Spring-calving dairy farmers have either started calving or are about to start. On the majority of farms, the main burst of calving doesn’t start until February, so there is still some time to get some last minute jobs complete.
1. Have the liners been changed?
Milk liners should be changed after every 2,500 milkings or twice a year, whichever comes first.
Short pulse tubes should also be changed and long milk tubes should be changed every few years.
Rubberware can crack and harbour bacteria in crevices, so better to change regularly. To make the job easier, dip the pipes and liners in hot water to soften the rubber before changing.
2. Have the calf and calf sheds been disinfected?
It’s not too late to do this, even if a few calves have already been born.
Use a disinfectant that is approved to kill the pathogens that cause problems on your farm.
Some farmers will spread lime on the floor of sheds before spreading bedding.
3. Get beds ready
Use this time to bed straw or other bedding on calving sheds and calf sheds.
4. Set up a colostrum station
The colostrum station should have a fridge for cooling and storing colostrum, plus a facility to heat colostrum, such as hot water bath or running hot water.
Do not use a microwave to heat colostrum.
5. Make sure the bulk tank is working correctly before you send milk to it
It’s a good policy to get it serviced before use.
Check that detergent tubes are not blocked from crystalised detergent.
6. Is the farm ready for grazing?
Check that the electric fence is working, that broken posts are mended and that reels and pigtails are present and working.
You don’t want any reason not to be able to get cows out to grass if conditions are suitable.
Finally, have a plan in place to avoid getting burned out or run down this spring.
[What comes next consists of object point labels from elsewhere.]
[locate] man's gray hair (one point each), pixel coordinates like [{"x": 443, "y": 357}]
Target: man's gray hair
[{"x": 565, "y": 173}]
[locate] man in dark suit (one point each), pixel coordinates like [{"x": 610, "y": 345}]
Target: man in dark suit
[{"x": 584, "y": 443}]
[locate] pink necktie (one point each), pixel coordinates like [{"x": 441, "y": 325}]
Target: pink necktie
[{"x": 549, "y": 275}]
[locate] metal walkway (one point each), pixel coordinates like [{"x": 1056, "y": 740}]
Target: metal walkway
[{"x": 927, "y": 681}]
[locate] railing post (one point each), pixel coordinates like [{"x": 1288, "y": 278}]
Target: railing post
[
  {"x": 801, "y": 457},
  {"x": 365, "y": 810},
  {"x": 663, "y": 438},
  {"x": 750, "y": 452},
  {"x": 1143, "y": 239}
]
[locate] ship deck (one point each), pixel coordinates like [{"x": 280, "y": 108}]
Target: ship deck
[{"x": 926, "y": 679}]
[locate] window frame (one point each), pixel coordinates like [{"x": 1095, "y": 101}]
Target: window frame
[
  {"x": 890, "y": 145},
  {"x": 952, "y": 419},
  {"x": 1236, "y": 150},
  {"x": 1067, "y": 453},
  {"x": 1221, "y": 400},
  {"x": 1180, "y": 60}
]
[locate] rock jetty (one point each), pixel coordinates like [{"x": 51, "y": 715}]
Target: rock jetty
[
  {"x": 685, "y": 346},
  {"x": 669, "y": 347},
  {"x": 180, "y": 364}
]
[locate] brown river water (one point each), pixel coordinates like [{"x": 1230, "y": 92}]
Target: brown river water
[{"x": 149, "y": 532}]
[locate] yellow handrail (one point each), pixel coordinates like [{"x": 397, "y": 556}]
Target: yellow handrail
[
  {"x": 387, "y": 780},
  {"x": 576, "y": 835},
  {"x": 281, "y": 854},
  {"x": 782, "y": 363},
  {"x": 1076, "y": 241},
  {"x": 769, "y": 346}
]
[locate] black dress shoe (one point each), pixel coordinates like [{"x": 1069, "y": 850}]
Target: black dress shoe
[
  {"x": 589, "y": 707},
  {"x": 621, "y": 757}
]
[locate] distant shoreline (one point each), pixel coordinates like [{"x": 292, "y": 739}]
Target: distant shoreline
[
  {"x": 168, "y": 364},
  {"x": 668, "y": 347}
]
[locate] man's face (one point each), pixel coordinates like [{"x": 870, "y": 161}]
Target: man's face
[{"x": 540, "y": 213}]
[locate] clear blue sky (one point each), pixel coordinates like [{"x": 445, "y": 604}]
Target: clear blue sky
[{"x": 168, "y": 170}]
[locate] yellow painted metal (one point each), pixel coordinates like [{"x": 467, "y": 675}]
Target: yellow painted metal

This will likely involve getting plenty of food and rest.
Some farmers feel that they need to do everything and be ever present during calving for fear that something could go wrong.
In reality, they are putting the business at greater risk as it is than all revolving around that one person. What happens if they get sick?
I hope all readers have a safe, healthy and successful calving. Don’t forget to seek help if under pressure.